The senior author of the study, Timothy Olson, M.D., associate professor of medicine and pediatrics at Mayo Clinic, led a team of investigators that gathered and analyzed genetic data from the affected and unaffected family members and control subjects. They found that the 11 family members with atrial fibrillation had a shared mutation in the gene that encodes for ANP. The mutation was not found in family members without atrial fibrillation or in unrelated patients without the condition.
The team also determined that in patients with the mutation, the blood concentration of the abnormal peptide is much higher than that of normal ANP, which is present at typical levels (because the mutation is in only one of the two copies of the gene, the persons with the mutation also make normal ANP).
UI researchers Hodgson-Zingman and co-author Leonid Zingman, M.D., (photo, right) assistant professor of internal medicine at the UI Carver College of Medicine, used animal models to establish that mutated ANP causes changes in heart electrical function expected to promote atrial fibrillation, thus providing crucial evidence that the mutated ANP is not neutral or an incidental finding.
The study also suggests the mutant peptide appears in the plasma in high levels, either because it is not broken down or more of it is generated than normal. "It is more likely that the peptide is not broken down as quickly, but additional research is needed. It also is possible that when concentrations are abnormally elevated for long periods of time, they could have toxic effects on the heart," Hodgson-Zingman said.
The UI results also suggest that mutant ANP may be more potent in its cellular effects than non-mutant ANP.

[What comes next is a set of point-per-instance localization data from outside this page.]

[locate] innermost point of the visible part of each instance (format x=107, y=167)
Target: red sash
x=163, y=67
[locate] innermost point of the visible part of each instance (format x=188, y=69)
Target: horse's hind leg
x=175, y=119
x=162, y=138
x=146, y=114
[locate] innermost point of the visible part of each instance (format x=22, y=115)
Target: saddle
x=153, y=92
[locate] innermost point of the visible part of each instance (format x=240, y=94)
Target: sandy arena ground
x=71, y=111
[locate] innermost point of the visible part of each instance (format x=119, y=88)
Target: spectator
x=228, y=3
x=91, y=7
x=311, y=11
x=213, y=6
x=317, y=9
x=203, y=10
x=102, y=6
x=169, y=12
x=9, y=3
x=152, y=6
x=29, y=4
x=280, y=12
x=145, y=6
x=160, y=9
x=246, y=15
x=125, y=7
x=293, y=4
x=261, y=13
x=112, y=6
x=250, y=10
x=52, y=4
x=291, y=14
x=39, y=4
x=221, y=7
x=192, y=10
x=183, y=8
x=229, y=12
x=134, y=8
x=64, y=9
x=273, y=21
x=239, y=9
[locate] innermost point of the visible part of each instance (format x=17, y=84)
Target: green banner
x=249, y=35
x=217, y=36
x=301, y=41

"The potency issue is important because it suggests changes to the peptide could be used for therapeutic purposes. However, more studies would be needed to determine how the peptide binds to receptors and affects downstream mechanisms," Hodgson-Zingman said.
Atrial fibrillation occurs when rapid, irregular electrical activity occurs in the top two chambers of the heart (the atria). As a result, the chambers do not beat as they normally should but instead quiver.
"The chaotic activity results in less efficient blood flow and can lead to clot formation with consequent stroke, and to rapid, irregular beating in the lower chambers of the heart, causing further problems," Hodgson-Zingman said.
Currently, there is no cure for atrial fibrillation. Treatment for people with the condition focuses on preventing stroke through the use of aspirin or other blood thinners, and symptom control through medications or invasive procedures.
The study was supported by a grant from the National Institutes of Health. In addition, Olson received a Mayo Foundation award.